SVIZZERA  Per il governo, il semplice fatto di manifestare pubblicamente simpatia per un’ideologia discriminatoria o di farvi riferimento, anche in maniera cinica, non costituisce ancora un atto di propaganda e quindi vietarli andrebbe contro la libertà di espressione

Benché possa disturbare, l’uso pubblico di simboli che si riferiscono al nazismo deve rimanere permesso, poiché rientra nella libertà di espressione. È quanto pensa il Consiglio federale che invita il plenum a respingere una mozione che propone di vietare tutta la simbologia nazista, anche nel mondo digitale.

Con la sua mozione, Marianne Binder (Centro/AG) chiede una base legale a sé stante che vieti e punisca l’utilizzo in pubblico, nel mondo reale e in quello digitale, di simboli noti del nazionalsocialismo, in particolare gesti, parole, forme di saluto, emblemi e bandiere, nonché oggetti che rappresentano o contengono tali simboli quali scritti, registrazioni sonore o video oppure raffigurazioni. Secondo la consigliera nazionale, una norma penale riferita unicamente all’Olocausto è giustificata poiché la storiografia ha estesamente descritto il nazionalsocialismo come crimine contro l’umanità unico nel suo genere. In tempi di crescenti manifestazioni di antisemitismo è inoltre chiara ed evidente la necessità di un intervento per vietare le relativizzazioni pubbliche di questo crimine.

Nella sua risposta il governo ricorda che non è la prima volta che viene confrontato con una simile richiesta, ma che finora sia il governo che il parlamento hanno preferito soprassedere. È vero che la norma penale antirazzismo punisce chiunque propaghi pubblicamente un’ideologia intesa a discreditare o calunniare sistematicamente persone per la loro razza, etnia, religione o per il loro orientamento sessuale, tuttavia sono le circostanze concrete a determinare se si tratta di un atto di propaganda.
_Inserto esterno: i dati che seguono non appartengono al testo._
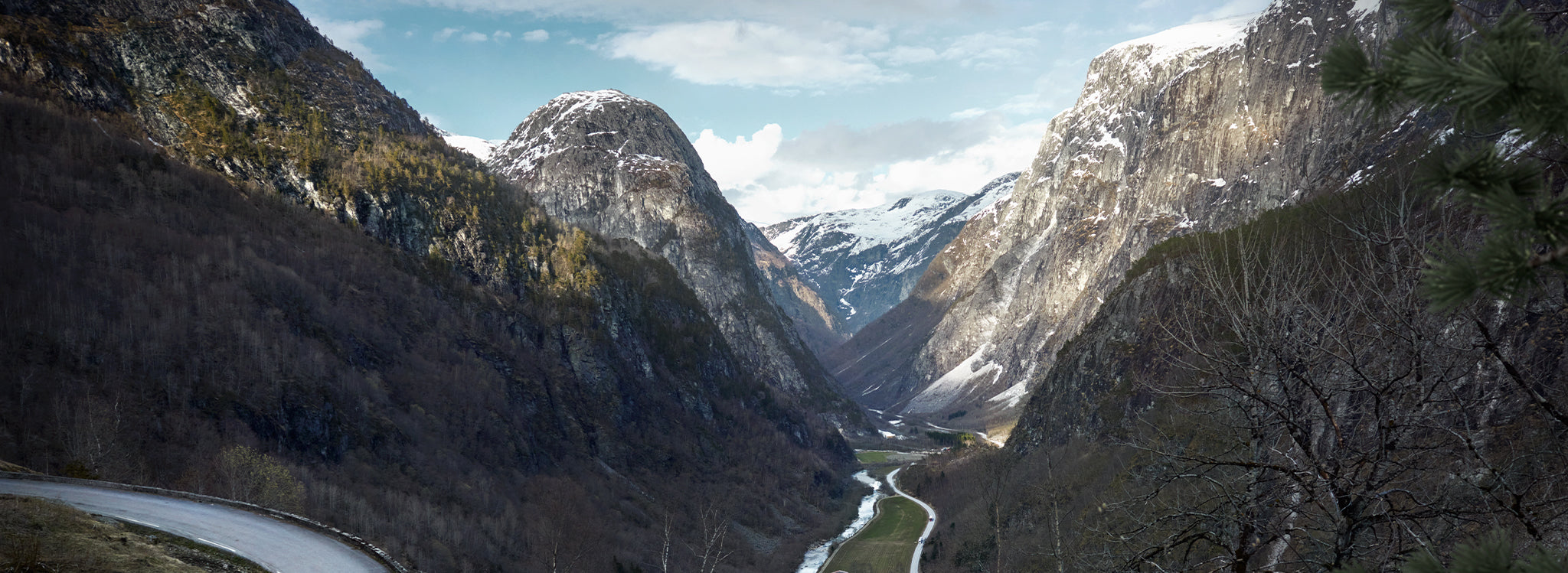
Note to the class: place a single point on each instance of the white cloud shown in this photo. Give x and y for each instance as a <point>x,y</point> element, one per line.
<point>770,181</point>
<point>740,161</point>
<point>991,49</point>
<point>350,35</point>
<point>753,54</point>
<point>642,11</point>
<point>903,55</point>
<point>1231,8</point>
Per il governo, il semplice fatto di manifestare pubblicamente simpatia per un’ideologia discriminatoria o di farvi riferimento, anche in maniera cinica, non costituisce ancora un atto di propaganda. L’autore deve inoltre voler influenzare terzi e farli aderire a questa ideologia. Se lo fa, si rende punibile secondo il diritto vigente.

Per il Consiglio federale, mettere in mostra e strumentalizzare simboli del nazionalsocialismo può essere scioccante e gravoso, soprattutto per le vittime e i loro famigliari e discendenti; ciononostante l’utilizzo pubblico di simboli razzisti senza scopi propagandistici viola soltanto indirettamente la dignità umana e la pace pubblica.

È vero che la libertà di espressione non vale in maniera assoluta, ma stando alla giurisprudenza del Tribunale federale occorre tuttavia accettare che possano essere espresse anche opinioni disturbanti, seppur intollerabili per la maggioranza, conclude il Consiglio federale.